Until just recently, which we would date at about the time chubby Chris Moneymaker won the WSOP tournament in 2003, poker still had the image of a saloon game which as often as not was settled with a six-shooter and not just the cards on the table. The image had long outlasted the reality. Suddenly, the image changed.
American folklore and the movie industry combined for generations into making poker seem like a traditional American saloon game. The term saloon itself harks to a smoke-filled room where cheap whiskey combined with the unshaven hard men of the old American West. The game they played was poker, so poker had the reputation of a game of hard men, hard drinking, and hard losing.
A New Type of Hero
Chris Moneymaker was, in his appearance, the quintessential opposite of the hard man of the old American west. He was pudgy and a bit soft. But he won the taxing World Series of Poker and poker has never been the same.
If the diametric opposite of a he-man could win the WSOP, then he must have won through guile and intellect. In addition, Chris Moneymaker came to poker from the online poker rooms of the time. By winning the tournament, he, in one fell swoop, took the new technology of poker online and used it to create an entirely new image for poker—that of the intellectual game par excellence.
Chess and Poker
In the West, chess has long been considered the epitome of the intellectual game. Go is the greatest intellectual game in the East but has never really caught on in a big way in the West.
Chess is a spatial game in which the players see everything “over the board”. There is a tactic in chess called “to sacrifice” which is as close to bluffing as we may find in chess.
Chess players like to talk about complex positions in which there are millions of permutations. A simple move now may bear fruit many moves ahead or may be thwarted by an insight the opponent comes up with. The permutations may be compared to the concept of hand ranges which is a very modern development in poker.
Poker players always ask themselves “what can he have?” But now, this simple question is evolving rapidly to comprise a more sophisticated view of our opponents’ hand ranges in combination with our own hand ranges. The entire concept of ranges is still so relatively new that we are sure that it will surely be developed further in the future.
It is also interesting that, where chess players try to see as many as ten moves ahead, poker players are happy to see one of two moves ahead. Then the hand ends.
It is also very significant that the most popular poker game today, Texas Hold’em has only two hidden cards for each player. These two cards, plus the simple fact that money is involved, force poker players to learn tactics and strategies that chess players never need to learn.
Poker and Investment Analysis
Modern poker is a lot more analogous to investment analysis than it is to chess. In investment analysis, there are two main schools—the technical school and the fundamental school.
The technical school looks for patterns which it charts and makes decisions based on the charts. The fundamental school studies the underlying facts about a company, business sector, national economy, and so on. In poker, the technical school relies on the mathematics of poker whilst the fundamental side relies on studying, reading, and evaluating players.
Although most modern poker players fall into one of these categories, the best players fall into both. In the same way, the best financial and investment analysts combine the two schools to lead them to their decisions.

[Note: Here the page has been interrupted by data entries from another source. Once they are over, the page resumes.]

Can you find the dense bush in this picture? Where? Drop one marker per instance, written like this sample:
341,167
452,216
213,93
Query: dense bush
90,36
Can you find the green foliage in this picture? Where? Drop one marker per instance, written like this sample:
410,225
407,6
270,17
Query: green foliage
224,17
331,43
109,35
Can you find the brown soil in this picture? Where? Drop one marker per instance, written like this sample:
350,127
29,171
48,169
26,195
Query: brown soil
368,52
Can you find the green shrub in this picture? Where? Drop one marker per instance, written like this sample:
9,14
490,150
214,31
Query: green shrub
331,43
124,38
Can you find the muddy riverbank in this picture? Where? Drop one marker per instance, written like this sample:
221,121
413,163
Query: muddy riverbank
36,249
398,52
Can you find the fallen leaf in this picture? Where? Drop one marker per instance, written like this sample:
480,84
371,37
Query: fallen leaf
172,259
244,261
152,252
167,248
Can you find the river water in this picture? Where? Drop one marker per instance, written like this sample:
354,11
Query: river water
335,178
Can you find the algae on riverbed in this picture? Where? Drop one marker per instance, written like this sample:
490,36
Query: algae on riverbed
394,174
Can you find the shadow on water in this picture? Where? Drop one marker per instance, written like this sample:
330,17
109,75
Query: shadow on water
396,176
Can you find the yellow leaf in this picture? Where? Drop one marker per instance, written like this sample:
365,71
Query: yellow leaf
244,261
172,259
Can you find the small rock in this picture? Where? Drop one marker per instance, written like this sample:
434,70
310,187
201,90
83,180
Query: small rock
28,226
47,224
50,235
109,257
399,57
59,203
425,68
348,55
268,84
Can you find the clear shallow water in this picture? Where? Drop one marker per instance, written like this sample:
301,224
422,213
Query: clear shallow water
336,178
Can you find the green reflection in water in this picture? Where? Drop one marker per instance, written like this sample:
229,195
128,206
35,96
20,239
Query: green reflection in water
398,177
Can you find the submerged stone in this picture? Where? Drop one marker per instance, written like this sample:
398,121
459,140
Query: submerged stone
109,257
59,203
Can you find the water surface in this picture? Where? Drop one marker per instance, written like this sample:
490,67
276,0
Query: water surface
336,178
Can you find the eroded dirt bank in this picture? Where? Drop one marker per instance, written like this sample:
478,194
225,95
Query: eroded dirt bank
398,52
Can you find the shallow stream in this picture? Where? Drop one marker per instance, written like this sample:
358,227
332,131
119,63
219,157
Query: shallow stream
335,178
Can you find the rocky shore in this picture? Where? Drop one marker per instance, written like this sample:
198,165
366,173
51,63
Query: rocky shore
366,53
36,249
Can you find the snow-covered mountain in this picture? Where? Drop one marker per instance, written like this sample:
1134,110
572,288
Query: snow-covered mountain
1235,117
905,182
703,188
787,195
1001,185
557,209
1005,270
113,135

There are simply many, many more poker players today than there were twenty years ago. Each of these players has access to all the modern concepts generated by computer analyses of the vast minutiae of poker.
We now have to determine whether a player has bet within a “linear range” or a “polarized range”. As it turns out, the natural tendency of relatively new players to bet with a linear range when they first go out of their original comfort zone of only raising with the five best hands, has been replaced by new players immediately accepting the need to use a more complex, and more risky, polarized range.

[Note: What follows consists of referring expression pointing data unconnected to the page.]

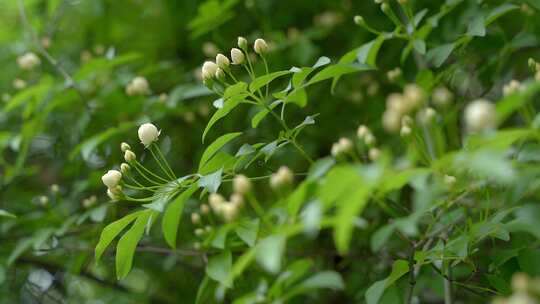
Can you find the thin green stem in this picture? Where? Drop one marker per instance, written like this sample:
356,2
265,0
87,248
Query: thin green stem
160,164
165,161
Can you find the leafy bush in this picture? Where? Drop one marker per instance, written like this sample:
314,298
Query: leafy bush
371,152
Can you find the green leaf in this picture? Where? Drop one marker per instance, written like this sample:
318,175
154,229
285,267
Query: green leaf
379,238
499,11
211,181
173,214
438,55
420,46
262,114
367,53
337,70
128,243
89,145
376,291
269,252
348,210
215,146
261,81
228,106
247,231
219,268
111,231
477,26
4,213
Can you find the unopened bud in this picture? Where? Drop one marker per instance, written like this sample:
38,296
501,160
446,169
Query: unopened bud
260,47
124,147
124,168
195,218
237,56
242,43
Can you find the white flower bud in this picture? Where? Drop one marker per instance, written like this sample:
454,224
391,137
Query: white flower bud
209,69
391,120
55,188
442,97
260,47
512,87
43,200
19,84
28,61
195,218
124,168
148,133
112,195
241,184
394,75
406,121
129,156
237,56
374,154
369,139
220,74
359,20
138,86
124,147
480,115
216,201
362,131
205,209
282,177
449,180
427,115
229,211
237,199
111,178
222,61
405,131
242,43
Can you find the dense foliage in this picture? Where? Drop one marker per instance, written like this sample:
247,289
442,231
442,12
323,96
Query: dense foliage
227,151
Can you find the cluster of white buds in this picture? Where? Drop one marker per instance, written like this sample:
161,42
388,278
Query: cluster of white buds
442,97
19,84
480,115
426,116
512,87
342,147
111,180
365,134
28,61
89,201
148,133
138,86
400,105
283,177
394,75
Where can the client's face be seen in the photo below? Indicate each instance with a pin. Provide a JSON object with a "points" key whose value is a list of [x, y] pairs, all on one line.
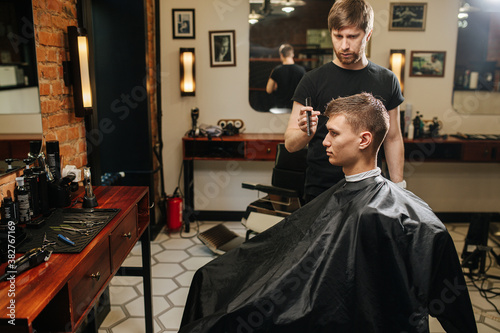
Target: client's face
{"points": [[341, 142]]}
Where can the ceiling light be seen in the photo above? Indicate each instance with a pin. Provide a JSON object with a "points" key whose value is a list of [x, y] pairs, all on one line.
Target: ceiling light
{"points": [[253, 17]]}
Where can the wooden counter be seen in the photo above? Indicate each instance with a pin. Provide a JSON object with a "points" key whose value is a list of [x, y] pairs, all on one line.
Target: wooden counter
{"points": [[60, 294]]}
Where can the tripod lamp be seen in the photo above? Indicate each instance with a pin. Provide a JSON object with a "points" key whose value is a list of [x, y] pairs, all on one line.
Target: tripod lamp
{"points": [[397, 65]]}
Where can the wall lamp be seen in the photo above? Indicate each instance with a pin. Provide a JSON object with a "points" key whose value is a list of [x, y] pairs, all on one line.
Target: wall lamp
{"points": [[397, 65], [188, 81], [76, 71]]}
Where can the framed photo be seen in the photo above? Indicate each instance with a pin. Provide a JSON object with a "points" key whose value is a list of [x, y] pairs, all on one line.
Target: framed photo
{"points": [[407, 16], [222, 48], [427, 63], [183, 23]]}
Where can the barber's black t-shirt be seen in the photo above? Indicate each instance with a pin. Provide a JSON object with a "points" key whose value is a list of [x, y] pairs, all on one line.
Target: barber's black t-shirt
{"points": [[326, 83], [287, 77]]}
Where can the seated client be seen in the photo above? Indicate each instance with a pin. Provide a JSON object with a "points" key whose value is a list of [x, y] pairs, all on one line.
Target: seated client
{"points": [[365, 256]]}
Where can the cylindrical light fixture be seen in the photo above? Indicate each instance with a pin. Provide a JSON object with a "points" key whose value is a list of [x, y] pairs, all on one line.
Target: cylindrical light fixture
{"points": [[397, 65], [80, 73], [188, 81]]}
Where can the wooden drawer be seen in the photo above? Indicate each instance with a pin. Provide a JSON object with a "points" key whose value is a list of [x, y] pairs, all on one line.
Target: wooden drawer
{"points": [[90, 276], [481, 152], [123, 238], [261, 150]]}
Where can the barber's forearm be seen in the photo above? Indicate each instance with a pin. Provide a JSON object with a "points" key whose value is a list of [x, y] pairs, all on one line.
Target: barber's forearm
{"points": [[295, 139], [394, 155]]}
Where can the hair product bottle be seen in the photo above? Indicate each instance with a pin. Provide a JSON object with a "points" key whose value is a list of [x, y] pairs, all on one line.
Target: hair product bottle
{"points": [[23, 200]]}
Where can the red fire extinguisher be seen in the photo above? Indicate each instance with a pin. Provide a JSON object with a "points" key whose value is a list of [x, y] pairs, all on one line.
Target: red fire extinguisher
{"points": [[174, 211]]}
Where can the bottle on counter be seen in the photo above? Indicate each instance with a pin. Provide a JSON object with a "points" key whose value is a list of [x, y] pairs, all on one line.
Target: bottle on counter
{"points": [[411, 131], [9, 211], [53, 158], [417, 126], [23, 201]]}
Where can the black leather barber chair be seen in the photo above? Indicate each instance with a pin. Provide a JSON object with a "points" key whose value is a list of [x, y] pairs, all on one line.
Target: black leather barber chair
{"points": [[282, 197]]}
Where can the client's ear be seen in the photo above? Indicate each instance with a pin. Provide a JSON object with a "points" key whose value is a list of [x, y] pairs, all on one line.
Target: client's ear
{"points": [[366, 140]]}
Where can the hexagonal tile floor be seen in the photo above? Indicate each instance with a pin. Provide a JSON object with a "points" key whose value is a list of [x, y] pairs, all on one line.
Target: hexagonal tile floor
{"points": [[175, 259]]}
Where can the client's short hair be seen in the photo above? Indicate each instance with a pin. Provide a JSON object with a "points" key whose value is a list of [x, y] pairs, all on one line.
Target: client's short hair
{"points": [[364, 113]]}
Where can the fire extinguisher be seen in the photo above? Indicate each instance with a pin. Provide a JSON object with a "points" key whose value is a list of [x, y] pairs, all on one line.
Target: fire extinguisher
{"points": [[174, 211]]}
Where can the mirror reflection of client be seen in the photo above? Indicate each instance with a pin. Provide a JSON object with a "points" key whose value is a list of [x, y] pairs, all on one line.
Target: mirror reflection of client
{"points": [[364, 256], [284, 79]]}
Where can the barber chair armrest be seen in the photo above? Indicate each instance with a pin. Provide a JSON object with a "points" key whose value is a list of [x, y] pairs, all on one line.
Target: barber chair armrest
{"points": [[271, 189]]}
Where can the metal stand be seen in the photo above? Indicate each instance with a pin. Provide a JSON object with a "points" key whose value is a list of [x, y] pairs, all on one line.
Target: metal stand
{"points": [[477, 236]]}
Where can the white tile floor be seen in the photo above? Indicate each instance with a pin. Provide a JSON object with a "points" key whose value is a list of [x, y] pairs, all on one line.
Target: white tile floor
{"points": [[175, 260]]}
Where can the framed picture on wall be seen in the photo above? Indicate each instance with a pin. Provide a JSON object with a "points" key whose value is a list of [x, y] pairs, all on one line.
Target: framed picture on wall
{"points": [[183, 23], [222, 48], [427, 63], [407, 16]]}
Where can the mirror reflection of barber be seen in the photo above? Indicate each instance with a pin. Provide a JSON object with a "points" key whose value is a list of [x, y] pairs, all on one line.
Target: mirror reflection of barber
{"points": [[284, 78]]}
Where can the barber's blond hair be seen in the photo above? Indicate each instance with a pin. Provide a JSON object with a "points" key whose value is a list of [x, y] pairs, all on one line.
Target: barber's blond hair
{"points": [[344, 13], [286, 50], [364, 113]]}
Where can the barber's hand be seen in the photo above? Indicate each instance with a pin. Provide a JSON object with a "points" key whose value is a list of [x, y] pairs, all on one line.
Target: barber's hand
{"points": [[302, 120]]}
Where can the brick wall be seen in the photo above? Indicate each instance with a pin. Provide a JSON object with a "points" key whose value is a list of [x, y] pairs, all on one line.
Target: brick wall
{"points": [[51, 19]]}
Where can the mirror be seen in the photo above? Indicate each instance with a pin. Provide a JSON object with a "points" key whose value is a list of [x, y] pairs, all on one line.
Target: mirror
{"points": [[20, 117], [304, 28], [477, 67]]}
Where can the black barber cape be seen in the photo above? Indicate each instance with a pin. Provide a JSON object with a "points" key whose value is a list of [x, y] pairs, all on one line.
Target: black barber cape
{"points": [[362, 257]]}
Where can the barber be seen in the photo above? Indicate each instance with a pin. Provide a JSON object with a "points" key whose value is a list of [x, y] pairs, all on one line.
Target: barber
{"points": [[350, 23]]}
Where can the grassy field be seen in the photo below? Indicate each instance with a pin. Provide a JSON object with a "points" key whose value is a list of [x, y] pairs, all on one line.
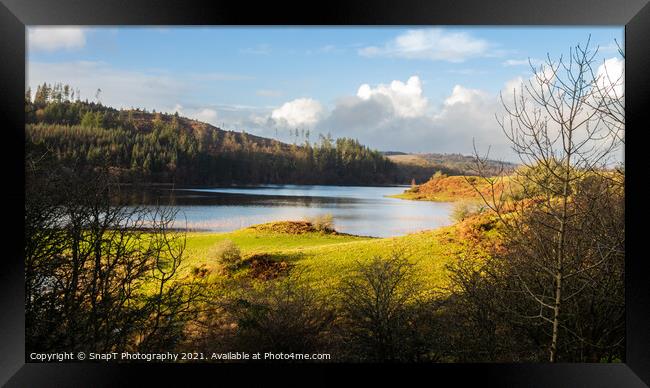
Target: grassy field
{"points": [[324, 258]]}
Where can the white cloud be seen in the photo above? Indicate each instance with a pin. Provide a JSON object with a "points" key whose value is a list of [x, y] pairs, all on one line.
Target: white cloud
{"points": [[461, 95], [268, 93], [298, 112], [433, 44], [406, 99], [448, 126], [120, 88], [55, 38]]}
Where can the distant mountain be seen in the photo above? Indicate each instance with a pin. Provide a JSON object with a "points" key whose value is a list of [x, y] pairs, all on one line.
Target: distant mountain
{"points": [[141, 146], [422, 166]]}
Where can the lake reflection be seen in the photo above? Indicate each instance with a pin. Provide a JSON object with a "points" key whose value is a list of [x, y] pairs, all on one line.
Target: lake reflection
{"points": [[357, 210]]}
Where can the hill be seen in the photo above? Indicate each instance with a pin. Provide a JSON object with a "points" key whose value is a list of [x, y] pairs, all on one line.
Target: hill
{"points": [[140, 146], [422, 166]]}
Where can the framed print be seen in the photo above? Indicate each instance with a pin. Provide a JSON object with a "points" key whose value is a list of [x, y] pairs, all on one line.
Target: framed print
{"points": [[426, 188]]}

Daniel Negreanu, the Vegan
It isn’t necessary to become a full-fledged vegan, as Daniel Negreanu has, to compete in poker tournaments but as the number of players has risen exponentially, the ability of many more players to withstand the rigors of tournament play has also greatly risen.
This means that poker players eat better, sleep better, and exercise more than they ever did before.
Competition is also finding its way into shark-like exploitation of short stacked opponents. Once again, this is a betting tactic that was always with us but now even the most neophyte players are using intimidating tactics against more experienced players.
Mathematics of Odds
Modern players use every mathematical tool at their disposal to determine which bet is best in many situations. Thus, everyone has to understand such concepts as pot odds, implied odds, equity, expected odds, and betting for value.
The internet and the easy availability of good didactic software have made students out of poker players. Many players record as many hands as they can to study them and use software to simulate thousands of hands.
Television and YouTube
The influence of these visual media cannot be underestimated. The camera which allows viewers to see the players’ hole cards adds a layer of excitement so that many people who rarely or never play poker find watching poker entertaining. The additional viewership increased prizes for participating players and the snowball effect took place wherein players were making more money so more people watched which allowed players to make even more money and so on.
Poker is evolving even as the basics of the game remain the same as they were generations ago.